Journalisten in die Produktion

Wenig Kenntnis, viel Meinung – das Klischee über Journalisten ist zwar ungerecht, aber manchmal nicht ganz abwegig. Egal ob bei der Berichterstattung über Unternehmen, Kirche oder Politik – vielen Medienleuten fehlt die Insiderkenntnis. Das kann man ändern. Ein Gastkommentar von Thorsten Alsleben
Von PRO

Wenn manche Medien recht hätten, wären wir ein Volk von Gefangenen. Jedenfalls vergeht kaum ein Tag, an dem in deutschen Zeitungen, Radio- oder Fernsehnachrichten nicht von „Verhaftungen“ durch die Polizei die Rede ist. Eine „Verhaftung“ liegt aber nur vor, wenn ein Haftbefehl eines Gerichtes umgesetzt wird. Gemeint sind aber meist die wesentlich häufiger vorkommenden „Festnahmen“ ohne Gerichtsbeschluss. Bei denen werden die Betroffenen spätestens nach einem Tag wieder freigelassen, in „Haft“ bleiben sie dagegen deutlich länger. Was in Medien synonym verwendet wird, macht in der juristischen Bewertung und für den Betroffenen einen erheblichen Unterschied.

Oft an der Oberfläche

Auch in der politischen Berichterstattung bleiben die lieben Kollegen oft leider an der Oberfläche. Die wenigsten, die über neue politische Beschlüsse berichten, haben einen blassen Schimmer, welche Auswirkungen diese auf die Praxis haben. Natürlich sucht man hier und da mal ein Fallbeispiel, um die eigene Berichterstattung damit zu garnieren und anschaulich zu machen. Aber zumindest im Fernsehbereich lassen sich die politischen Korrespondenten dieses Beispiel oft von Kollegen zuliefern und haben bestenfalls ein kurzes Telefonat mit dem Betroffenen geführt. Ich muss mir da an die eigene Nase fassen: Als wirtschaftspolitischer Korrespondent in Berlin ließ der Redaktionsalltag häufig keine andere Möglichkeit zu. Wenn das Beispielunternehmen für den abendlich geplanten Bericht in Bayern war, konnte ich ja schlecht selber hinreisen und dort drehen.

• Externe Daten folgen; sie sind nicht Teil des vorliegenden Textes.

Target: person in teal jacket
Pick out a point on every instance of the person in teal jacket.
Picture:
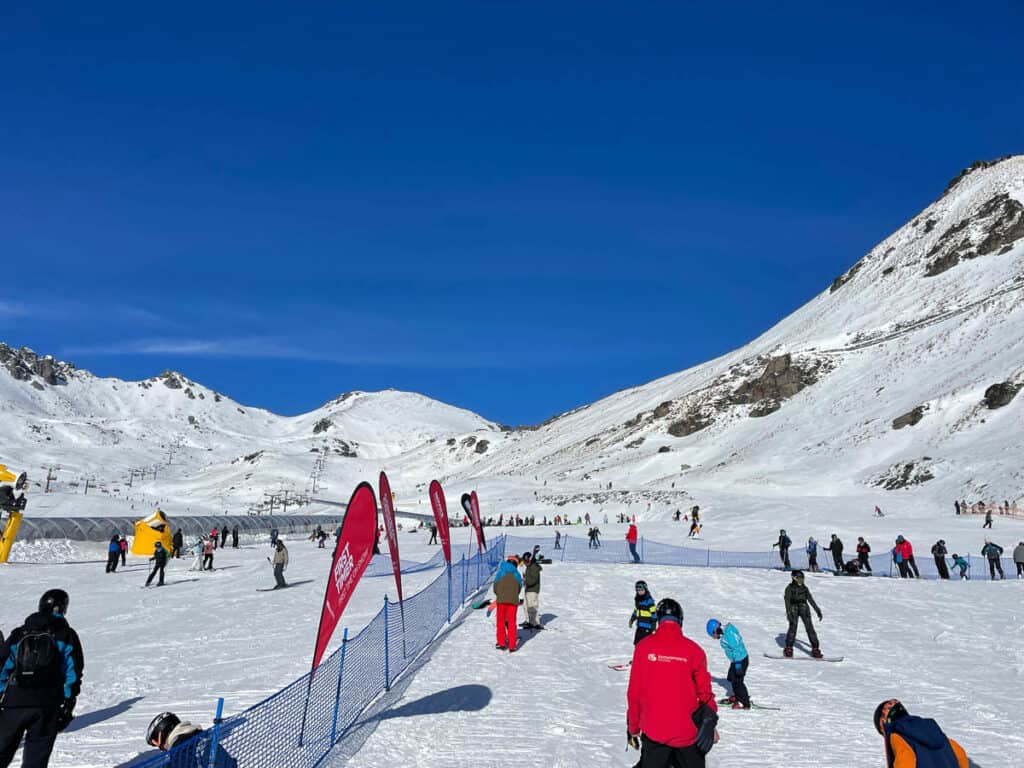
(732, 643)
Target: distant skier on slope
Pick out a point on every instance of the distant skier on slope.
(799, 602)
(732, 643)
(783, 545)
(643, 612)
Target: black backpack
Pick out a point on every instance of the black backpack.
(37, 660)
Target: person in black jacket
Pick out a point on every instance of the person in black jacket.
(836, 547)
(939, 553)
(159, 561)
(41, 667)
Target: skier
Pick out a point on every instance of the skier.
(783, 545)
(507, 585)
(113, 554)
(531, 591)
(812, 555)
(177, 543)
(914, 741)
(631, 538)
(46, 650)
(643, 612)
(836, 547)
(939, 553)
(863, 550)
(963, 564)
(208, 547)
(670, 698)
(280, 562)
(798, 598)
(167, 732)
(159, 560)
(732, 643)
(993, 552)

Am meisten habe ich aber über die Wirtschaft – über die Herausforderungen für Arbeitgeber und die Sorgen der Arbeitnehmer – gelernt, wenn es doch mal möglich war, einen Betrieb vor Ort zu besuchen, ohne noch am selben Tag den Bericht fertig machen zu müssen. Dann konnte ich in Ruhe mit dem Geschäftsführer und dem Betriebsrat sprechen und wichtige Informationen recherchieren, die ich zwar nicht in den 90 Sekunden meines Berichtes unterbekommen habe, die mir aber doch für die Einordnung und das grundsätzliche wirtschaftliche Verständnis geholfen haben. Hilfreich waren auch Recherchetermine, die gar nicht mit Berichterstattung verbunden waren. Zwei Tage als „Praktikant“ in einem Job-Center in Berlin haben mir mehr Erkenntnis über die Erfolge und Misserfolge von Hartz-IV gebracht, als alle Hintergrundgespräche mit Politikern, Gewerkschaftern und Vertretern der Wirtschaftsverbände zusammen.

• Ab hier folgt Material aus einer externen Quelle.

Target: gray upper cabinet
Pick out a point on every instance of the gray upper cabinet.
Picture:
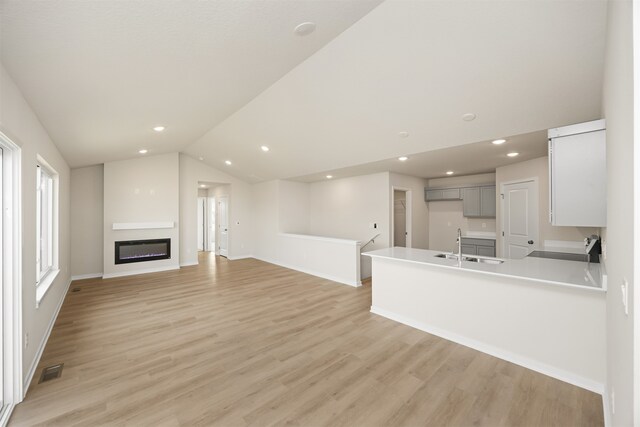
(441, 194)
(479, 201)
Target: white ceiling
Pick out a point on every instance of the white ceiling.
(100, 74)
(468, 159)
(228, 76)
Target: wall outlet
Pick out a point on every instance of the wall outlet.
(624, 288)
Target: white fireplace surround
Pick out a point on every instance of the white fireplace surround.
(142, 225)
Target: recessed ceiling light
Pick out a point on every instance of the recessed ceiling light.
(305, 29)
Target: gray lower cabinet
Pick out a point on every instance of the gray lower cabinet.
(479, 201)
(480, 247)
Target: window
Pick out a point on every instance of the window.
(46, 228)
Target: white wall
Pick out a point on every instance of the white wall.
(618, 111)
(538, 168)
(87, 212)
(240, 193)
(22, 126)
(143, 189)
(445, 217)
(265, 220)
(557, 330)
(419, 208)
(294, 205)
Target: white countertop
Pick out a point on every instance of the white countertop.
(480, 235)
(551, 271)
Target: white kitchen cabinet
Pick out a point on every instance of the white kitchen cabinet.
(578, 175)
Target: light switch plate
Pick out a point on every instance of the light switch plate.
(624, 288)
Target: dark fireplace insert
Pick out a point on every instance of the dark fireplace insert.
(142, 250)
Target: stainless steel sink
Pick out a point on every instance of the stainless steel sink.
(481, 260)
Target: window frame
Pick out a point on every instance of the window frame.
(46, 228)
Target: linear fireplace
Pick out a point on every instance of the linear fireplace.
(142, 250)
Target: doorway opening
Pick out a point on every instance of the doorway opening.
(519, 217)
(401, 217)
(10, 278)
(212, 218)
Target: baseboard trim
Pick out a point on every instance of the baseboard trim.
(354, 284)
(605, 408)
(86, 276)
(6, 414)
(236, 258)
(534, 365)
(144, 271)
(34, 365)
(188, 264)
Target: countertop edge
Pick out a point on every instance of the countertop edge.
(491, 273)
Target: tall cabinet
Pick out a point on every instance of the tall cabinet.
(578, 175)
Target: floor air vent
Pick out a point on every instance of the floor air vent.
(51, 373)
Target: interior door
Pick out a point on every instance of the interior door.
(520, 218)
(201, 218)
(212, 224)
(223, 226)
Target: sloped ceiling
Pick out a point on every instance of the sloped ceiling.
(101, 74)
(418, 66)
(226, 77)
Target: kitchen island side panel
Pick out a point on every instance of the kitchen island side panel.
(558, 331)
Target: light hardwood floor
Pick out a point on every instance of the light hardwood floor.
(248, 343)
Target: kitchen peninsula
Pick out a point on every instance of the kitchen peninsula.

Ähnlich in der Politik: Zu meiner eigenen Schande muss ich gestehen, dass ich erst nach meinem Wechsel aus dem Journalismus ins Bundesarbeitsministerium wirklich erfahren habe, wie in einem Ministerium politische Vorgänge vor- und nachbereitet oder verhindert werden und wer welchen Einfluss hat. In wenigen Wochen habe ich da mehr gelernt als in neun Jahren Korrespondententätigkeit.

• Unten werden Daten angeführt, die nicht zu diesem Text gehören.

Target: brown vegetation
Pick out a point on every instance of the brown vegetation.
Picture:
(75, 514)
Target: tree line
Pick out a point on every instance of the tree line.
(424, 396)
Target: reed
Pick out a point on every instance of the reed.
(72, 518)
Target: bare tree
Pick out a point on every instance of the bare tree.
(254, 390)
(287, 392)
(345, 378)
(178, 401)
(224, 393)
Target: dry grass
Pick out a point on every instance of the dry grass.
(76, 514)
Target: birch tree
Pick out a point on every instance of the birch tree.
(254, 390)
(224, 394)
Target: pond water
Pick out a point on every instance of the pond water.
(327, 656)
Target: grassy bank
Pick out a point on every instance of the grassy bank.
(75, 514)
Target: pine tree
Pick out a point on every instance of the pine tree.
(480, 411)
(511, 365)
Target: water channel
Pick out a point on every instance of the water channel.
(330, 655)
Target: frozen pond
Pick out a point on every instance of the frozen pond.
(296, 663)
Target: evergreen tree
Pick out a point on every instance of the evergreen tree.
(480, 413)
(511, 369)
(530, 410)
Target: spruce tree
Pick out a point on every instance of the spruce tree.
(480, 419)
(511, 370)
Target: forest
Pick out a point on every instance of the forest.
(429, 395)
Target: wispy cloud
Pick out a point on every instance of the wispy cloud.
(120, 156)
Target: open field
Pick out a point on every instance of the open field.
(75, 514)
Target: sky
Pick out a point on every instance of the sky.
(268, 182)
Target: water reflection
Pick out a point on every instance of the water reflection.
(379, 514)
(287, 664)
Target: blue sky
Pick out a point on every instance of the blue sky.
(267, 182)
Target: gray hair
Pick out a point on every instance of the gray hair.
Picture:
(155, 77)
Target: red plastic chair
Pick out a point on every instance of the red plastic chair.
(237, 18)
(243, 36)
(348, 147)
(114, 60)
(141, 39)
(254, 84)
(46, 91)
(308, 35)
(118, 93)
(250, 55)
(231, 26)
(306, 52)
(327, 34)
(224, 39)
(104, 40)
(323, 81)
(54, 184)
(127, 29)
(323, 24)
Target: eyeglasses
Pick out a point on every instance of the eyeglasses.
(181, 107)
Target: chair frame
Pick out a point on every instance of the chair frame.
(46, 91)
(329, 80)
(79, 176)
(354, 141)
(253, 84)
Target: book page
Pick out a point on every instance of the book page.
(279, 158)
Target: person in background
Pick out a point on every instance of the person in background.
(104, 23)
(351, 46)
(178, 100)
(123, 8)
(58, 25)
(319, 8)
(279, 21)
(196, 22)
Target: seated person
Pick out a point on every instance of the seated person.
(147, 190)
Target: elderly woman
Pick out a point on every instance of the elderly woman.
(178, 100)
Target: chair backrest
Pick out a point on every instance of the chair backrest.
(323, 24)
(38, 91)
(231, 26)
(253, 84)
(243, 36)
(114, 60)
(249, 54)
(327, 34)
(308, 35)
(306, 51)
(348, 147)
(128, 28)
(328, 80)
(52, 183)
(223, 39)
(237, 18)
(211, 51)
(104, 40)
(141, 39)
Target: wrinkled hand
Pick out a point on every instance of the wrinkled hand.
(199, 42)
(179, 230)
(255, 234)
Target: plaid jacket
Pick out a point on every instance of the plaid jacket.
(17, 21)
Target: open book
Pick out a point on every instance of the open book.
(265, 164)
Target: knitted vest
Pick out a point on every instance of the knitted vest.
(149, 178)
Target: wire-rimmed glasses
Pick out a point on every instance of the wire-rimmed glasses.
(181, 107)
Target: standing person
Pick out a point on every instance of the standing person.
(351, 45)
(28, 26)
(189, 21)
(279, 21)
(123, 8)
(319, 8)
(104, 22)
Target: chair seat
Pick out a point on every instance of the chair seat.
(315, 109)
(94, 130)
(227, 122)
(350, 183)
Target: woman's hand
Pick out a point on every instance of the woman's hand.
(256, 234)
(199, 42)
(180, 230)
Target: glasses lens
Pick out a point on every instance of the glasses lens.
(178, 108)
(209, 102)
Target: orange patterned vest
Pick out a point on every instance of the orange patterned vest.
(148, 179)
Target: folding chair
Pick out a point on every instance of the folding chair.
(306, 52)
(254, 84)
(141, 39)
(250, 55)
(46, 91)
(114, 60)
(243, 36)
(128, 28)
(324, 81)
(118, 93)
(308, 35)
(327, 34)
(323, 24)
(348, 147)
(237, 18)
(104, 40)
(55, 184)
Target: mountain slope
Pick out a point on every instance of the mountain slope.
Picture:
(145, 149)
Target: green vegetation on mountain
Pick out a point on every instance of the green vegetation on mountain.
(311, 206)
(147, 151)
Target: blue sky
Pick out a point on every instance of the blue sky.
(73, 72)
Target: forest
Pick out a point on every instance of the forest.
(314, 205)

Kirchen leiden unter medialer Ignoranz

Auch die Kirchen „leiden“ oft unter medialer Ignoranz. Wenn aus der „Diözese“ die „Diäzöse“ wird, ist das noch als skurriler Schreibfehler abzutun. Aber wenn aus „freikirchlich“ „freichristlich“ wird oder gar „christlich fundamentalistisch“, dann ist das oft fehlende Sachkenntnis, die unbewusst Meinung macht.

Dabei wäre es leicht möglich, etwas zu ändern. Dafür müssen Journalisten nicht Jura, BWL oder Theologie studieren. Die Medienhäuser müssten ihre Journalisten nur verpflichten (oder es ihnen zumindest ermöglichen), dass sie mehrtägige Kurzpraktika bei den Objekten ihrer Berichterstattung machen: beim Pfarrer, auf der Polizeistation, im Unternehmen, im Ministerium oder auf dem Arbeitsamt. Solche „Fortbildungen“ würden sich lohnen – übrigens für beide Seiten. Denn auch Unternehmern, Kirchenvertretern und Amtschefs hilft es, wenn ihnen die Journalisten mal über ihre eigenen Nöte und Arbeitsweisen berichten können. (pro)

Thorsten Alsleben (39) war neun Jahre lang wirtschaftspolitischer Korrespondent im ZDF-Hauptstadtstudio und ist jetzt Hauptstadt-Repräsentant der Unternehmens- und Personalberatung Kienbaum. Der Beitrag ist in der aktuellen Ausgabe des Christlichen Medienmagazins pro erschienen, das kostenlos unter info@kep.de bestellt werden kann.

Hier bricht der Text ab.